I wanted to say, “No. Of course not.” I wanted to be a woman so comfortable in her skin that sharing a spin class with her therapist didn’t bother her.
But I wasn’t that person. According to my therapist, I was a person who needed to speak up when I was upset instead of carrying around a simmering rage.
Exposing my true feelings felt dangerous. What if my feelings were wrong or worse — what if I was overreacting?
“Well,” I said. I wanted to look down at my feet, but I forced myself to maintain eye contact. “I have to admit that it is weird to see you in class. It makes me feel,” I paused. “Awkward.”
Not the most assertive response, but it was all I could manage. To avoid conflict, I almost always kept any feelings of discomfort to myself.
She looked me in the eye and said, “I’m glad you said something. We’re making progress.”

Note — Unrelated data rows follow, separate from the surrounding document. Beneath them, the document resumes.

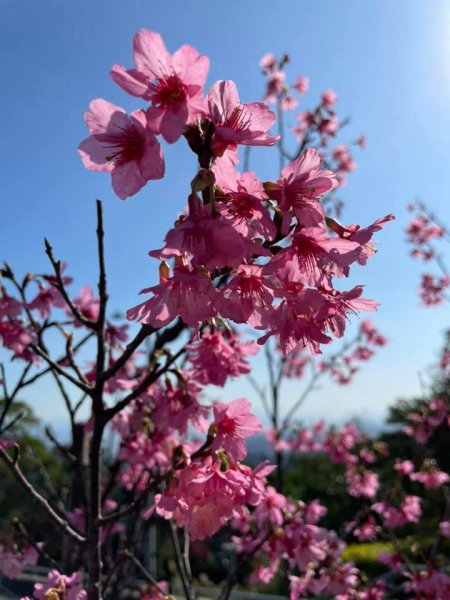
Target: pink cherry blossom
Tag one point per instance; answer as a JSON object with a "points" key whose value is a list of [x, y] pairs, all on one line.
{"points": [[302, 183], [242, 202], [216, 357], [329, 98], [121, 145], [13, 561], [205, 240], [188, 294], [234, 422], [173, 85], [69, 586], [236, 123], [301, 84]]}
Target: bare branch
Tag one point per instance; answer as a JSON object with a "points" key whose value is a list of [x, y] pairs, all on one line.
{"points": [[62, 289], [58, 520]]}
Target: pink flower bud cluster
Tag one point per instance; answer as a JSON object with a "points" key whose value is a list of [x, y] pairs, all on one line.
{"points": [[13, 561], [60, 586]]}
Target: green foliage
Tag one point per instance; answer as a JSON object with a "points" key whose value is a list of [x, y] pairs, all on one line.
{"points": [[43, 467]]}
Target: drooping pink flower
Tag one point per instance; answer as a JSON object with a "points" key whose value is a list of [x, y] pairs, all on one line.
{"points": [[247, 298], [205, 240], [329, 98], [10, 308], [431, 478], [233, 423], [301, 84], [242, 202], [302, 183], [87, 304], [70, 587], [268, 62], [121, 145], [444, 528], [314, 258], [361, 483], [188, 294], [236, 123], [216, 357], [13, 561], [337, 305], [173, 85], [361, 235]]}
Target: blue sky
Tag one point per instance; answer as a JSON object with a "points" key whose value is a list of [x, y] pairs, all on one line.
{"points": [[388, 61]]}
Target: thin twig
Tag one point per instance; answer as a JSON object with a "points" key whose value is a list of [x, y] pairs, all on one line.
{"points": [[54, 366], [137, 563], [58, 520], [62, 289]]}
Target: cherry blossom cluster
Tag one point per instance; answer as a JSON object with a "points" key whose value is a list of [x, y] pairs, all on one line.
{"points": [[60, 586], [245, 251], [422, 233], [13, 561], [250, 252], [315, 128], [343, 365], [280, 529]]}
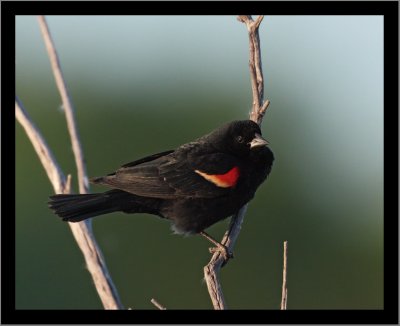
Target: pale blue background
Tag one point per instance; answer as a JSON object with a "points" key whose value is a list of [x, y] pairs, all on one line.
{"points": [[143, 84]]}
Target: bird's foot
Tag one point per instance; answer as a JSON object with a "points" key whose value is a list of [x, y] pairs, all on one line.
{"points": [[224, 251]]}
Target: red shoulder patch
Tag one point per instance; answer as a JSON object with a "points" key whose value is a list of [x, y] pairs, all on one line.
{"points": [[226, 180]]}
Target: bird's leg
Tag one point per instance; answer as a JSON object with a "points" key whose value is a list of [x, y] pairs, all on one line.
{"points": [[218, 247]]}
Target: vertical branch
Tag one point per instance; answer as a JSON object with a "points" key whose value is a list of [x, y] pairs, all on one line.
{"points": [[284, 286], [67, 104], [211, 270], [82, 231], [256, 75]]}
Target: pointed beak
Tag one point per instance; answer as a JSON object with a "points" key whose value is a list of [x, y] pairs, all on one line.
{"points": [[258, 141]]}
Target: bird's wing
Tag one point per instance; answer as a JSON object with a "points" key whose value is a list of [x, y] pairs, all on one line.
{"points": [[167, 176]]}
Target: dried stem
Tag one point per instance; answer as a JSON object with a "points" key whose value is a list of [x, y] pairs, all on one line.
{"points": [[67, 104], [284, 286], [82, 231], [211, 270]]}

I unclenched my jaw, let my shoulders sink into the leather couch behind me and listened to my heart rate slow down. I wondered if she had she planned all of this. Was she testing me? Was she going to quit Bernie? It didn’t matter.
The anger quickly melted away when I told her how I felt. It was a sensation I had never before experienced. I wanted to jump up off the couch and hug her, but I decided it was best to remain seated. We had plenty of other issues to discuss before my session was up.
Addie Morfoot is a journalist and screenwriter who is completing her first novel.